2

What is the correct way to write to a memory mapped file with no synchronization from multiple threads in Rust?

I need to create a 40+ GB file using multiple threads. The file is used as a giant vector of u64 values. Threads do not need any kind of synchronization -- each thread's output will be unique to that thread, but each thread does NOT get its own slice. Rather, the nature of the data ensures each thread will generate a set of unique positions in the file to write to. Simple example -- each thread writes to a position [ind / thread_count], where ind goes to millions. For thread_count = 2, one thread writes to odd positions, and the other to even.

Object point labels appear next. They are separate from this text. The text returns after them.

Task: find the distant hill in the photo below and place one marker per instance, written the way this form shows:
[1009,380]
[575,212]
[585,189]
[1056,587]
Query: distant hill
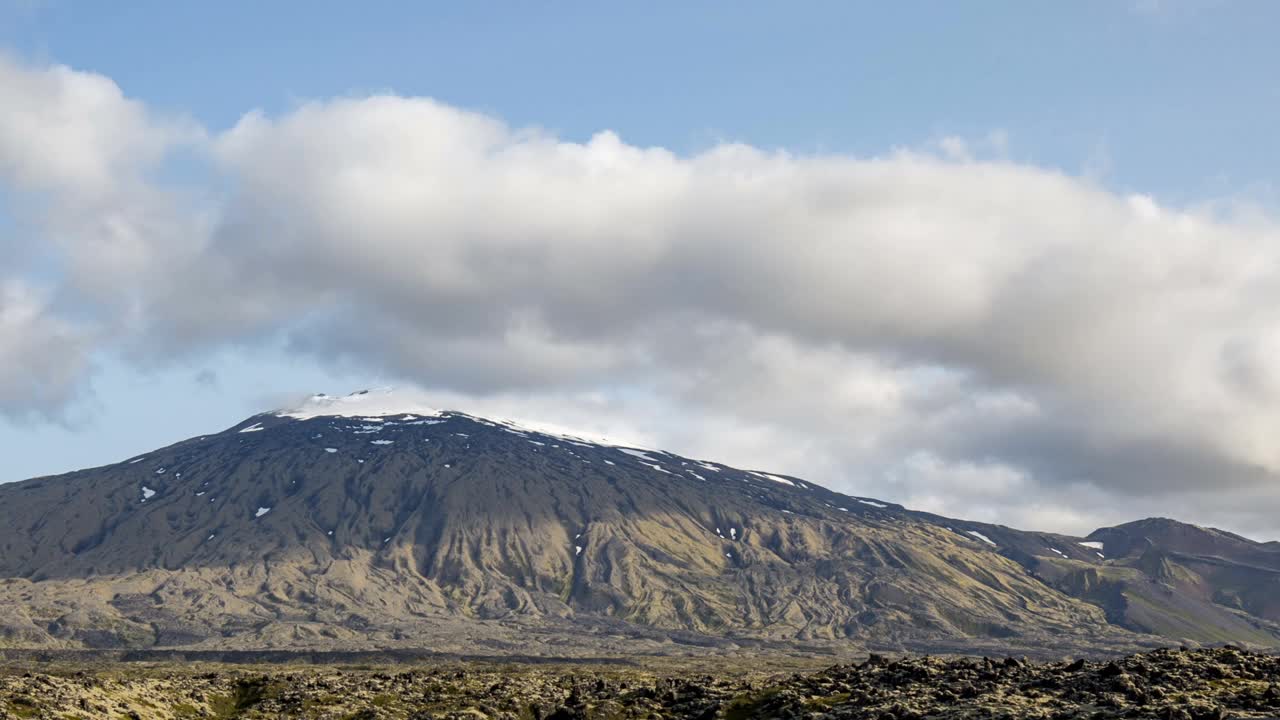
[359,522]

I have used memmap2 - a new maintained fork of the memmap lib. The memmap2 seems to do everything I need for the access, but I do not know how to properly use it from multiple threads.

Yuri Astrakhan
  • 8,808
  • 6
  • 63
  • 97
  • 3
    A lazy way would be for each thread to just create its own mapping of the region that it needs. – Nate Eldredge Oct 31 '21 at 18:43
  • 1
    Does this answer your question? [How do I pass disjoint slices from a vector to different threads?](https://stackoverflow.com/questions/33818141/how-do-i-pass-disjoint-slices-from-a-vector-to-different-threads) – kmdreko Oct 31 '21 at 18:50
  • @kmdreko it doesn't seem so -- each thread will not write to a dedicated slice. Instead, each thread could randomly write pretty much anywhere in the giant file, but I just know that they won't conflict when writing (because of the nature of the data being processed) – Yuri Astrakhan Oct 31 '21 at 19:02
  • @NateEldredge I was actually thinking if its ok for each thread to open its own mutable map of a file? My only concern is that i would have to do my own thread management instead of using `rayon::iter::ParallelBridge`... I am new to Rust, so not sure how to even start with that. – Yuri Astrakhan Oct 31 '21 at 19:10
  • 1
    I would seriously consider transmuting the `&[u8]` slice returned by `Mmap::as_ref()` to `&[AtomicU8]`. Such transmute is unsafe but sound because `AtomicU8` is guaranteed to have the same representation as `u8`. Share the resulting slice (and only that slice) among your threads, and have them store data using `slice[pos].store(value, Ordering::Relaxed)`, which will (on x86) be compiled into an ordinary store. – user4815162342 Oct 31 '21 at 20:20
  • @user4815162342 could you provide a sample of how to do this? I'm a Rust newbie despite lots of other language experience, so would be very helpful to see a working example of that. Thx! – Yuri Astrakhan Oct 31 '21 at 20:24
  • 2
    @YuriAstrakhan I meant [something like this](https://play.rust-lang.org/?version=stable&mode=debug&edition=2021&gist=ab57740082c9e1c6fc3ba64ffe5561bb). (Using `memmap` as example because the playground supports it, `memmap2` should work the same.) – user4815162342 Oct 31 '21 at 20:32
  • 3
    @user4815162342 Transmuting `&[u8]` into `&[AtomicU8]` is not sound because `AtomicU8` has interior mutability but `u8` does not. Mutating data reached through a shared reference without interior mutability [is undefined behavior](https://doc.rust-lang.org/reference/behavior-considered-undefined.html). To make it sound you would need to use `&mut [u8]` instead of `&[u8]` (which is only a [small change](https://play.rust-lang.org/?version=nightly&mode=debug&edition=2021&gist=e9547ee6cc73cee6f05280c71abf252a) to your example). – Frxstrem Nov 01 '21 at 04:48
  • @Frxstrem Makes sense, thanks. What do you think of using `from_raw_parts()` in preference to `transmute`? – user4815162342 Nov 01 '21 at 06:18

0 Answers0